Он упал на траву… (Драгунский, Дудкин) - страница 41

— От кого?

— От вас. Да что вы всё на меня-то повернули?..

— Я не сворачивал… Дуня, мне, пожалуй, идти надо…

— Куда же вы так быстро? Поговорите ещё со мной.

— А про что?

— Да про что хотите, мне всё интересно. Хоть про книжки…

— Да про книжки что ж рассказывать, их читать нужно. Вы что читали?

— Я? Много кой-чего… Ну, Толстого читала «Анну Каренину», Пушкина «Капитанскую дочку», Бляхина «Красные дьяволята» — много вообще… «Железный поток»… Это Станюковича…

— Серафимовича…

— Ой да, Серафимовича…

— Ну а что больше всего понравилось?

— «Анна Каренина», конечно. Ах, бедная, несчастная… Я всегда слезами обливаюсь, как она с сыночком своим виделась. Несчастная Аннушка, красавица, а несчастная.

Я сказал:

— Да ты сейчас-то не плачь. Конечно, она несчастная, да ведь это книжка.

— Нет, — живо сказала Дуня, — это хоть и книжка и про старое время, а всё-таки так было. Это жизнь. Так в жизни бывает. Это всё про жизнь.

— Дуня, — сказал я, — Дуня, ты просто я не знаю какая!

Она быстро повернулась ко мне, балерина в валенках.

— Понравилась? — сказала она.

У неё было радостное лицо.

— Выше макушки, — сказал я с таким видом, что шучу.

— Сватайся! — сказала она.

Я сказал, но не сразу:

— Война.

— Да, — задумчиво сказала она, опустив руки, — война! Не можешь ты свататься. Скоро вас под присягу повезут.

— Это как? — У меня забилось сердце.

— Так. Привезут знамя — и под присягу, и всё. И на фронт.

— Дуня, вы это серьёзно или так? Неужели правда?

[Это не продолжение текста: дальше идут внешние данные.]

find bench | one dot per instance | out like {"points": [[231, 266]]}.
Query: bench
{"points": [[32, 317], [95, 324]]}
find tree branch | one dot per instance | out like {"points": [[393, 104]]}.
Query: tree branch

— Да вы чего всколыхнулись-то? Ай на фронте сладко?

— Слаще, чем здесь.

Она задумалась, подошла к окошку и закинула руки за голову. Потом обернулась ко мне и сказала укоризненно:

— А кто же с нами будет? С бабами и с девками да с малыми ребятами? Ведь мы бьёмся, сил нет никаких. Я вот девушка, а тогда ругалась при вас на лошадь, как пьяный бандит; разве это хорошо? Зачем это так жизнь заставляет? Я раньше никогда себе этого не позволяла, да и сейчас с души воротит от дурного слова, а вот поди ты… А где мои папаня с братом? А, вот то-то… Мы с матерью работаем, а у ней кила, разве ей можно? Значит, всё я да я. А тётка, она придурок, всё с сектантами шушукается, кто ей мозги вправит? Опять я? Да она меня так шуганёт, что я и костей не соберу! Вот… А вы всё на фронт тянетесь, души у вас нет…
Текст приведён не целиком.